Computer scanners and digital cameras, which can see, store and manipulate words and images, are the end product of a technological evolution that began with a single cell, a photocell, also called a photodiode, photovoltaic cell or photo site. The cell is one of the thousands, often millions, etched into the surface of a chip of silicon.
The cell is made by joining two pieces of silicon crystal; only rarely is a single photodiode used by itself. More often, the diode is one of many in a component called a coupled-charge device. Electrical charges built up by the light striking the photodiodes are passed from one diode to the other, like a bucket brigade.
Charges move from the coupled charge device through an amplifier that converts the charges into an electrical current of varying voltages that are an analogue representation of various intensities of light collected by diodes. Current passes through an analogue-to-digital converter; the digital value is in decimal form. A microchip translates the undulating voltages into a series of numbers.

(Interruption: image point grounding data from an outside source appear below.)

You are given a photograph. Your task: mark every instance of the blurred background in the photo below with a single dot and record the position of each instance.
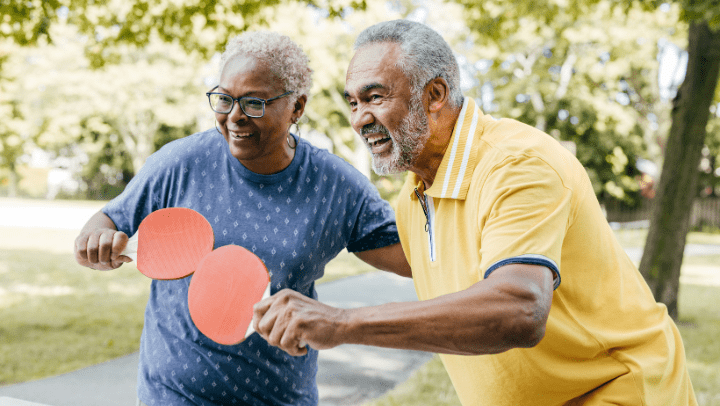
(89, 89)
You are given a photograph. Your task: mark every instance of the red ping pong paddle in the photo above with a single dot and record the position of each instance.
(225, 287)
(170, 243)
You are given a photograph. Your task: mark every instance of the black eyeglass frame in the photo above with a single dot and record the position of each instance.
(263, 101)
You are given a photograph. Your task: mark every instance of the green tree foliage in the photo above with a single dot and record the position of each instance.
(118, 114)
(568, 71)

Another microchip uses those numbers to work with a decimal image of whatever the coupled-charge device captured with its thousands of ‘eyes.’
Light-detecting chips built on the coupled-charge device and CMOS model turn up in a variety of computer peripherals, from digital cameras to scanners, copiers and fax machines to biometric identification devices that can visually identify people through their fingerprints, retina scans and facial characteristics.
Q. How does a DLP spin colours and what are the advantages of OLED lights?
A. As an image-projection technology, digital light processing (DLP) is a revelation. It projects brighter, sharper images and has all but replaced film projectors in movie theatres. It works by shining a light through a spinning wheel that has red, blue and green filters. The wheel spins fast enough so that each colour is produced 60 times per second.
The light strikes a panel having up to 1.3 million microscopic mirrors on the surface of the DLP chip. The mirrors reflect the light through a lens to an ordinary projection screen. Electrodes are connected directly to an array of video memory bits so that each electrode can represent a one or zero.
A colour pixel is turned on when a bit is written to the video memory. An electrical charge is sent to the bus and one of the electrodes. Mirrors, functioning as pixels that are turned on, tilt one way to reflect light towards a screen. Mirrors tilted in the opposite direction reflect light to a surface that absorbs it; these represent pixels that are turned off.
Finally, hues of colours are created by how often the source light is turned on and off while the three filters pass in front of it. The colour wheel and RGB data are synched so that the amount of time a mirror takes to reflect any one of the three primary colours is in proportion to the amount of time that that colour in the mixture is perceived by the human eye.
Regarding advantages of OLED lights, unlike LCDs, OLED displays require no backlight. This means that these draw less power. This is a huge benefit, especially when the display is powered by a battery. Some of the illumination in an LED display makes through pixels that are supposed to be totally black, hurting an LED display’s contrast.
OLED displays are also thinner and have a wider viewing angle. OLED displays have been integrated into tablets and smartphones such as Samsung Galaxy, because mobile devices have smaller displays, which means these cost less to produce than OLED displays on desktop monitors.
OLED displays are lightweight, thin and flexible, and we can expect these to appear in places where other types of displays are impractical such as clothing. A t-shirt can change the pattern or colour of the shirt on a whim, and it would not be much more trouble to have it display in a movie or commercial.